As parents, we try not to let this happen, yet it's difficult with the need to be hyper-focused on the day-to-day management of Type 1: What did you eat? How much? When? Have you tested your blood? What was the reading? Have you exercised? When? What did you do? For how long?
I have three sons, with my oldest being a Type 1 Diabetic. I bombard him several times daily with the above litany of questions, and my other two sons often jump in during my inquisition to tell me what they've eaten, how many grams of carbohydrates they ate, how much they exercised, and so on. Their responses often exasperate me and I hush them, focusing only on my diabetic son's answers.
Yet it wasn't until my middle son began saying that he felt that he was displaying symptoms of diabetes, like drinking a lot, that I got the wake up call. I tried to stop worrying, which is always easier said than done, and started to consider how diabetes was affecting his two siblings emotionally.
Frankly, there's not a whole lot out there on how siblings with diabetic brothers or sisters react or handle the condition. Sure, I read many online articles that told me that if my children were identical twins and one was diagnosed with Type 1 diabetes, then the other twin had a 50% likelihood of becoming a diabetic. This was scientifically accurate, but to me at this point in time, not much more useful than tossing a coin. What I really wanted to know was how my other kids will react to their brothers' diabetes and what the pitfalls might be.

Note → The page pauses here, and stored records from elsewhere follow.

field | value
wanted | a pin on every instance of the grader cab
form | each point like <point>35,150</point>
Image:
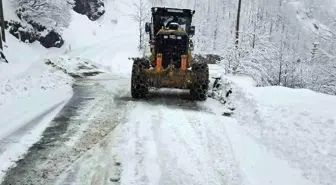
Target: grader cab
<point>170,64</point>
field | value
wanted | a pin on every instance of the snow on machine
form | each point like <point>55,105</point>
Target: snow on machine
<point>170,64</point>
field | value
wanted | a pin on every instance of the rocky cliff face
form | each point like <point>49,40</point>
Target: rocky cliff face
<point>91,8</point>
<point>43,23</point>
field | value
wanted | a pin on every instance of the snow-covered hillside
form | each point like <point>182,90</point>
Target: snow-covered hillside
<point>67,116</point>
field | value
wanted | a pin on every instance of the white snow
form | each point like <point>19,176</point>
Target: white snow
<point>275,136</point>
<point>296,125</point>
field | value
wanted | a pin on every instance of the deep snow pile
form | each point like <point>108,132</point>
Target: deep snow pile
<point>299,125</point>
<point>75,67</point>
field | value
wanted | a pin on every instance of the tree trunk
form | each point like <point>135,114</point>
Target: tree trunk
<point>237,24</point>
<point>2,21</point>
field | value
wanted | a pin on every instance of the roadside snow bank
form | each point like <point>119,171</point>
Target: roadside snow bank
<point>298,125</point>
<point>75,67</point>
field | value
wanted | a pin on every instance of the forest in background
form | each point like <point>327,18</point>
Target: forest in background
<point>287,43</point>
<point>281,42</point>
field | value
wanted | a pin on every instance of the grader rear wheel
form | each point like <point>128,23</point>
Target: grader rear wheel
<point>139,85</point>
<point>200,87</point>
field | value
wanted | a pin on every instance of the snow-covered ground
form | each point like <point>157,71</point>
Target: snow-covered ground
<point>275,135</point>
<point>297,125</point>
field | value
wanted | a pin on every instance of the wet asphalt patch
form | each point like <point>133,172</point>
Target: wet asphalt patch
<point>54,136</point>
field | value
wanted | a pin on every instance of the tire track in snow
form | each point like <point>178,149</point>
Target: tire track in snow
<point>65,142</point>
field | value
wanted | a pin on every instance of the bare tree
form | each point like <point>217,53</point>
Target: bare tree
<point>140,17</point>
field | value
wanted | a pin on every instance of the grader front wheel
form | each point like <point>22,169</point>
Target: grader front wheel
<point>139,85</point>
<point>200,87</point>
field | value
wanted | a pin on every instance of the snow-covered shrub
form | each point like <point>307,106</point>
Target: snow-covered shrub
<point>30,32</point>
<point>22,32</point>
<point>93,9</point>
<point>2,57</point>
<point>54,14</point>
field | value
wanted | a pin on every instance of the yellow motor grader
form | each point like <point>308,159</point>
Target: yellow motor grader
<point>171,64</point>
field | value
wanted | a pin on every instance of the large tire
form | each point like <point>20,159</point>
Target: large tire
<point>139,83</point>
<point>199,89</point>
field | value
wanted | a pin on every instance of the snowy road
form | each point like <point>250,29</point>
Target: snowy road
<point>103,136</point>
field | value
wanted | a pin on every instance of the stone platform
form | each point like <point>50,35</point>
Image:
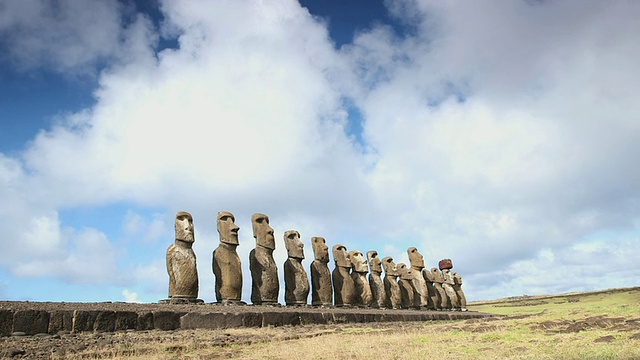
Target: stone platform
<point>30,318</point>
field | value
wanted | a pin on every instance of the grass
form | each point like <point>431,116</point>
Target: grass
<point>577,326</point>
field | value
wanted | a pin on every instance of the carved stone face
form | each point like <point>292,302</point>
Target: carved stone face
<point>295,247</point>
<point>227,228</point>
<point>390,268</point>
<point>457,279</point>
<point>341,257</point>
<point>358,262</point>
<point>262,232</point>
<point>374,261</point>
<point>184,227</point>
<point>416,259</point>
<point>320,249</point>
<point>405,272</point>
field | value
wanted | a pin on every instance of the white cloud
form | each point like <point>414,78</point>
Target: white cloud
<point>130,296</point>
<point>503,139</point>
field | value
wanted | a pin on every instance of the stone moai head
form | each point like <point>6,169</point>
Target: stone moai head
<point>341,257</point>
<point>295,247</point>
<point>184,227</point>
<point>390,268</point>
<point>405,272</point>
<point>375,265</point>
<point>415,258</point>
<point>437,275</point>
<point>320,249</point>
<point>457,279</point>
<point>227,228</point>
<point>262,232</point>
<point>358,262</point>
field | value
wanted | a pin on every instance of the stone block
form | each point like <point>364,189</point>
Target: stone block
<point>31,322</point>
<point>252,319</point>
<point>83,320</point>
<point>105,321</point>
<point>60,320</point>
<point>6,322</point>
<point>126,320</point>
<point>145,322</point>
<point>166,320</point>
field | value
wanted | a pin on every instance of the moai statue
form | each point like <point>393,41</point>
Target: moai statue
<point>434,295</point>
<point>458,288</point>
<point>226,265</point>
<point>448,288</point>
<point>296,282</point>
<point>375,281</point>
<point>264,272</point>
<point>391,287</point>
<point>343,287</point>
<point>321,288</point>
<point>181,262</point>
<point>359,270</point>
<point>406,286</point>
<point>444,304</point>
<point>421,292</point>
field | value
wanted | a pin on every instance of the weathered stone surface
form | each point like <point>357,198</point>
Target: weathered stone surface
<point>181,260</point>
<point>448,288</point>
<point>379,297</point>
<point>458,288</point>
<point>343,286</point>
<point>406,286</point>
<point>321,288</point>
<point>145,321</point>
<point>83,320</point>
<point>434,296</point>
<point>359,270</point>
<point>31,322</point>
<point>264,272</point>
<point>105,321</point>
<point>60,320</point>
<point>126,320</point>
<point>226,264</point>
<point>391,287</point>
<point>296,281</point>
<point>438,280</point>
<point>166,320</point>
<point>6,322</point>
<point>211,321</point>
<point>420,289</point>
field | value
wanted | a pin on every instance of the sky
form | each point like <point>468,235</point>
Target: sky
<point>503,135</point>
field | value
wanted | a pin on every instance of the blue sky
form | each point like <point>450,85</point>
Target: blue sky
<point>501,135</point>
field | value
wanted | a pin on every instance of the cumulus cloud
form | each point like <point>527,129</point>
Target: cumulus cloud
<point>501,138</point>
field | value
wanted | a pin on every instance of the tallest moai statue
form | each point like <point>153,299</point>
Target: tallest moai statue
<point>181,262</point>
<point>226,264</point>
<point>264,272</point>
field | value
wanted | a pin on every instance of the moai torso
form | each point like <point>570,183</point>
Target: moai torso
<point>406,286</point>
<point>226,264</point>
<point>434,295</point>
<point>181,260</point>
<point>445,303</point>
<point>359,271</point>
<point>296,282</point>
<point>448,288</point>
<point>322,290</point>
<point>391,287</point>
<point>343,286</point>
<point>264,272</point>
<point>458,288</point>
<point>420,290</point>
<point>375,281</point>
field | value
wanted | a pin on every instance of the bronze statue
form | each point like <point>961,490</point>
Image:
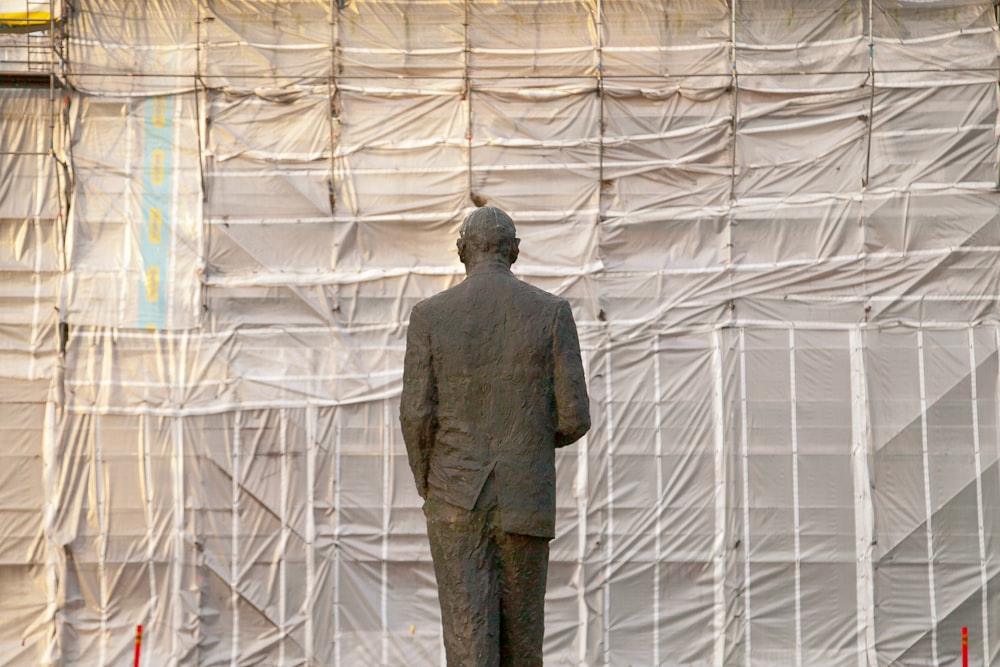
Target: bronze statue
<point>492,384</point>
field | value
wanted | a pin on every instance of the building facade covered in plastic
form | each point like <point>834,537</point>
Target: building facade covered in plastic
<point>777,223</point>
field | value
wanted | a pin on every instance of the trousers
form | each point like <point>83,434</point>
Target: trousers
<point>491,584</point>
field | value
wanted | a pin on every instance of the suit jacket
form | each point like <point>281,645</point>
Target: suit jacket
<point>493,382</point>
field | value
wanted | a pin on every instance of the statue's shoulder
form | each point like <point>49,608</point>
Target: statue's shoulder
<point>442,301</point>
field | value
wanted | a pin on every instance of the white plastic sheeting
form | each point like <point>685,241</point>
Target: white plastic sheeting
<point>777,223</point>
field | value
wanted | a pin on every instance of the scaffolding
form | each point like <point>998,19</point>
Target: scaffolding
<point>777,224</point>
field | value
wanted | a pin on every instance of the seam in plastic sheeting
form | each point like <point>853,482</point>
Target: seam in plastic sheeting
<point>580,489</point>
<point>861,454</point>
<point>927,497</point>
<point>745,469</point>
<point>797,526</point>
<point>720,493</point>
<point>978,463</point>
<point>610,522</point>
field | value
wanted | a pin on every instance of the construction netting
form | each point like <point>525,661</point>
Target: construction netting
<point>776,221</point>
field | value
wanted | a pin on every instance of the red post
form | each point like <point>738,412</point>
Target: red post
<point>138,643</point>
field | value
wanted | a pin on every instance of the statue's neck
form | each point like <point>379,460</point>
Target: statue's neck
<point>486,265</point>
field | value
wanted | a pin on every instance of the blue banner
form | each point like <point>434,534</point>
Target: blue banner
<point>154,237</point>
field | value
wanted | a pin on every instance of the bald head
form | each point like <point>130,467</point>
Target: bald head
<point>487,234</point>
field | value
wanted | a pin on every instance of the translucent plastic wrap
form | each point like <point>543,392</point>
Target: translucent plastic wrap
<point>777,224</point>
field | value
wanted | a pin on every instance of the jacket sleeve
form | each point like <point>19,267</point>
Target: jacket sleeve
<point>418,403</point>
<point>570,386</point>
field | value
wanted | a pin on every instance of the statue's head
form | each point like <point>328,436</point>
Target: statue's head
<point>487,234</point>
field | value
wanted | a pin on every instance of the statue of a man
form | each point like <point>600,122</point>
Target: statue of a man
<point>492,385</point>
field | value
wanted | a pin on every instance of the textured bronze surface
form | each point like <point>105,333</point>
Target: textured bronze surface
<point>492,385</point>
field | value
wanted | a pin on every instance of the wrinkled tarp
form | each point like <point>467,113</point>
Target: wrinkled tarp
<point>777,225</point>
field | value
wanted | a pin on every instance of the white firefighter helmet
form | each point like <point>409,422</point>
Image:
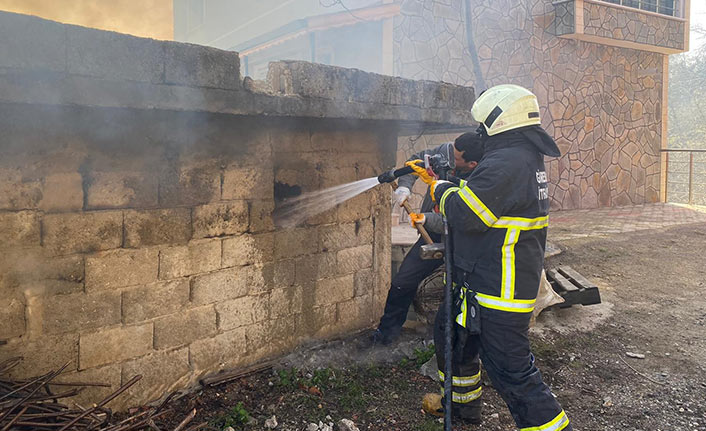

In fact, a sibling dealing with another sibling with diabetes have some of the same issues as those kids with a brother or sister with a disability or another chronic disease. When I realized that, I then was able to find some information on what to expect from my other two children and their reactions to diabetes, and then how we could manage these reactions.
How do siblings really feel?
Guilty: Just like their parents, siblings of kids with Type 1 Diabetes often feel guilty. Guilty that something they did caused the condition, or guilty that they do not have it.
Fear: Brother and sisters are saddled with many fears, ranging from the fear that they, too, may get diabetes to the fear that their sibling may go back into the hospital.
Resentment/jealousy: A resounding theme in sibling relationships is the statement "It's not fair!" These feelings of unfairness and resentment are true of siblings dealing with Type 1. It can be tough for siblings to deal with their diabetic sibling receiving the constant attention when they themselves are getting very little, even if you're focusing on giving your diabetic child an insulin injection or counting carbohydrates, your other kids are missing the attention you might otherwise be giving them.